I've been thinking a little more about how the space of software engineering knowledge might be structured though, and one thing I'm betting is that it wouldn't be an N-ball, but instead some complex sponge looking thing (because the extent of software engineering knowledge isn't equidistant in all directions/aspects). Ordinarily I'd think the N-ball would be fine to use as an idealization, but since the hypercube behaves so differently, I bet the idealization would end up changing the character of the situation.

I'm also trying to consider what the analogy of a plane would be in software engineering knowledge. Let's say it's on two dimensions: X and Y; and let's say X is knowledge relating to text editor usage, and Y is knowledge about unit testing. It seems like the XY plane is mostly full of empty space, since most facts (single points) from either field are unrelated to the other. So, if we have a pure text editor fact X=5,Y=0 —what legitimate fact might exist at X=5,Y=1? It would have to be some single, constant piece of text editor knowledge which meaningfully combines with a unit testing fact. There may be some points in this plane on the line X=5 which are valid, but since all unit testing facts don't have a meaningful connection to text editing, there will be gaps.

Additionally, it seems like the way you'd navigate the space would be different than walking a single contiguous path. Some of our knowledge is map-like and can help give at least sketchy knowledge of the boundaries of the field without walking to them step by step. And some facts are dependent on knowing other first so that you have 'pass through' in a particular order, but a lot of the facts about a single subject are still unordered, so you would be doing a lot of teleporting.

Just for amusement, here's another idea for an alternate way of spatially structuring knowledge: each general principle is some high dimensional object of its own; each axis corresponds to a parameter to the general principle. So you have a general structures like: ProgrammingLanguage(syntax, semantics, runtime, standard_library) —each of the parameters is a different axis, and you always get a meaningful ProgrammingLanguage back if you change to a different position on some axis (seems like this structure is recursive though since each of the parameters could be a general principle itself, so I guess these objects are nested?).

When you learn things you are jumping around between these non-intersecting objects (which are even in differently structured spaces) without realizing, until you inductively discover these general principles/categories.
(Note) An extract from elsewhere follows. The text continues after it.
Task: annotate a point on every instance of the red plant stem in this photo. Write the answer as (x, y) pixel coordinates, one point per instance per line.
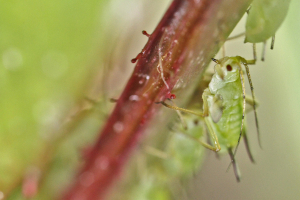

Additionally, the speed with which you move around inside an object increases dramatically once you acquire knowledge of its general structure (since learning new facts which are just different instantiations of already known general facts is easier for us).

I wonder if there is some kind of 'meta-space' that would be useful for describing the relationships between all these objects which exist in spaces of different dimensions. Also not sure about the geometric significance of the 'general principle objects' being recursive...

Edit: seems like the recursive/nested 'sub-objects' would just be lower dimensional slices of the whole higher dimensional 'general principle object'...

Yeah, I like the way you're going. I haven't spent much time thinking about how to fit in software engineering, but I did try to think about how to structure programming issues (which is probably the first step if you want to eventually get to a software engineering).

https://www.sep.com/sep-blog/2017/04/25/objective-code-quali...

It's missing a conclusion / wrapping it all up (which hopefully I can get to soonish), but is otherwise mostly done. [I should probably augment it with motivations and examples.] I'm not sure that this is the definitive answer, but more like this is my attempt to structure some of the things I've been encountering.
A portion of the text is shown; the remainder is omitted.